Friday, October 30, 2009

Teaching Children How To Start & Manage A Business

Tomorrow is enterpreneur's day at Baby' school, so she's going to run a jewellery stall for a day. Essentially, the kids choose the merchandise they want to sell, borrow money from their parents to buy stock and pay R10 for the stall, develop promotional materials like posters and invite the general public to attend their fair.

On the day, the kids sell a variety of goods including curries, burgers, hot dogs, cakes and drinks, as well as jewellery and many other things primary school kids find interesting.

As far as I'm concerned, buying stock is the hardest part of the job. We visited a number of wholealers, argued about whether the stuff she wanted could be sold at profit, discussed the profit margin we wanted and calculated it, then had to work out if we would pay that amount of money for cheap jewellery.

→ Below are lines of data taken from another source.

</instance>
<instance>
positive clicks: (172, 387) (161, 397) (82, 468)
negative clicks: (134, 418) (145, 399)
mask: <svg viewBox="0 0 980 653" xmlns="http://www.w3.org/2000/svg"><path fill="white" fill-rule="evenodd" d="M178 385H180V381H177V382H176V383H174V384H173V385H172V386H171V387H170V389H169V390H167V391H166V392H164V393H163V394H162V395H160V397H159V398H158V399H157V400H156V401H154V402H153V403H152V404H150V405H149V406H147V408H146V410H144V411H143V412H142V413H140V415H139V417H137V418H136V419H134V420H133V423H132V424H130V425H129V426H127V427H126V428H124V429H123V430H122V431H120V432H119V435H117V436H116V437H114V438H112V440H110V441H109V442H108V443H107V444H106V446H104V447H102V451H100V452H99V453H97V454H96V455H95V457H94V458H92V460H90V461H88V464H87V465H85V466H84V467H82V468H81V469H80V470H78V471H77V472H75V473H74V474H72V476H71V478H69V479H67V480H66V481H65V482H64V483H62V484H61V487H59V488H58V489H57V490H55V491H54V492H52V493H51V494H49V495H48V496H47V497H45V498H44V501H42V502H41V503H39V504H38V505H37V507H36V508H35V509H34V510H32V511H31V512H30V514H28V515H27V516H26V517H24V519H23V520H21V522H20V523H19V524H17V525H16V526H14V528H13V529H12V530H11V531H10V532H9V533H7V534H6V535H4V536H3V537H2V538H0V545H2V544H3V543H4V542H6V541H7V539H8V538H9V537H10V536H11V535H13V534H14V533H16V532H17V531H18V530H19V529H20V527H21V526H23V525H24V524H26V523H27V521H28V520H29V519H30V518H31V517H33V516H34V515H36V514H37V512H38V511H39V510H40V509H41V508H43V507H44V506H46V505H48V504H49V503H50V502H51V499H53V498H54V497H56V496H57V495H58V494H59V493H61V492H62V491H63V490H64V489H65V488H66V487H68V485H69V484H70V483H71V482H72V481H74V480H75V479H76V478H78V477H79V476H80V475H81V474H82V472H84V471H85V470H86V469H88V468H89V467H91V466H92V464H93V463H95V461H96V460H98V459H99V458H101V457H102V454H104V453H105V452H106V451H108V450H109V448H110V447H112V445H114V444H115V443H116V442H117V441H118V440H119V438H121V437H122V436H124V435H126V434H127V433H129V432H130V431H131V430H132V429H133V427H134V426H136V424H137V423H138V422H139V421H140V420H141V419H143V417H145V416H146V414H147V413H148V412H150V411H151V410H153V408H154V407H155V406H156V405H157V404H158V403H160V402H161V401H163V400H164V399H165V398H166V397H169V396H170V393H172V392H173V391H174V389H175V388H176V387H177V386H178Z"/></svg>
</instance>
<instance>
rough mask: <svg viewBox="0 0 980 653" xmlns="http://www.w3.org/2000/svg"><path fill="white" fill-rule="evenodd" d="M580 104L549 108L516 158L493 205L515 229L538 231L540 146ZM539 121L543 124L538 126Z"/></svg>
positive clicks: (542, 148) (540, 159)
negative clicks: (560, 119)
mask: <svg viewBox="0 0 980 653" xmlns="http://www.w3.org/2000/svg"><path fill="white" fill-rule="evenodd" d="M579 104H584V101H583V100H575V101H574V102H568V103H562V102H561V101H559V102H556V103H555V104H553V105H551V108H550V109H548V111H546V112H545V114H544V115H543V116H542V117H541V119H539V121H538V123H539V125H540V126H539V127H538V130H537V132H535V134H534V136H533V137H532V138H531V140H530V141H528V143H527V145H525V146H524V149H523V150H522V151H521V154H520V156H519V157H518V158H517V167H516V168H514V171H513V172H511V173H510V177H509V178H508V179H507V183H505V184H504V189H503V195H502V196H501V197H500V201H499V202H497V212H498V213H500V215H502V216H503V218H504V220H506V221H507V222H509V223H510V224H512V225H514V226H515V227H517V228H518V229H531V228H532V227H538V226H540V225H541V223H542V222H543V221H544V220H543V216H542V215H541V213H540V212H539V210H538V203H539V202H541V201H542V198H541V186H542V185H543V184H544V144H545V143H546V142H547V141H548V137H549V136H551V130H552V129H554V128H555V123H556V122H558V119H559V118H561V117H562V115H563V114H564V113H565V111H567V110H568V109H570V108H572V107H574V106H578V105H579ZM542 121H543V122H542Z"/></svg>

The selling part will be easier: last year Baby showed me that she did have the makings of a good salesperson. She had no qualms walking around the "fair" hawking stuff and encouraging students to go to her stall. I even heard her negotiate for a discount to encourage a mother to buy 3 pairs of ear-rings, instead of one. I was so proud!

After the fair, the kids who made a profit are upposed to pay back their parents their seed money and donate 10% of their profits to charity. I can't think of a better way to teach children about how to start and manage your own business.

3 comments:

po said...

That's pretty awesome. That kind of thing was seriously lacking in SA schools when I was small, we were taught to obey, not to be entrepreneurial.

Tamara said...

I remember our entrepreneurship days. I used to sell these butterfly fridge magnets. They were always popular. It use dto make me bleak that all our profit went to charity ;-) It was a good way to teach us not to be selfish either, especially when we were read the thank you letters from the charities in assembly.

Damaria Senne said...

Baby's school has a questionnaire at the end of the event, where they ask the kids if the event was worth it. The interesting thing for me was that she didn't even eem to think about it - she had fun selling and socialising and buying junk from friends, and still made money. Of course it was worth it.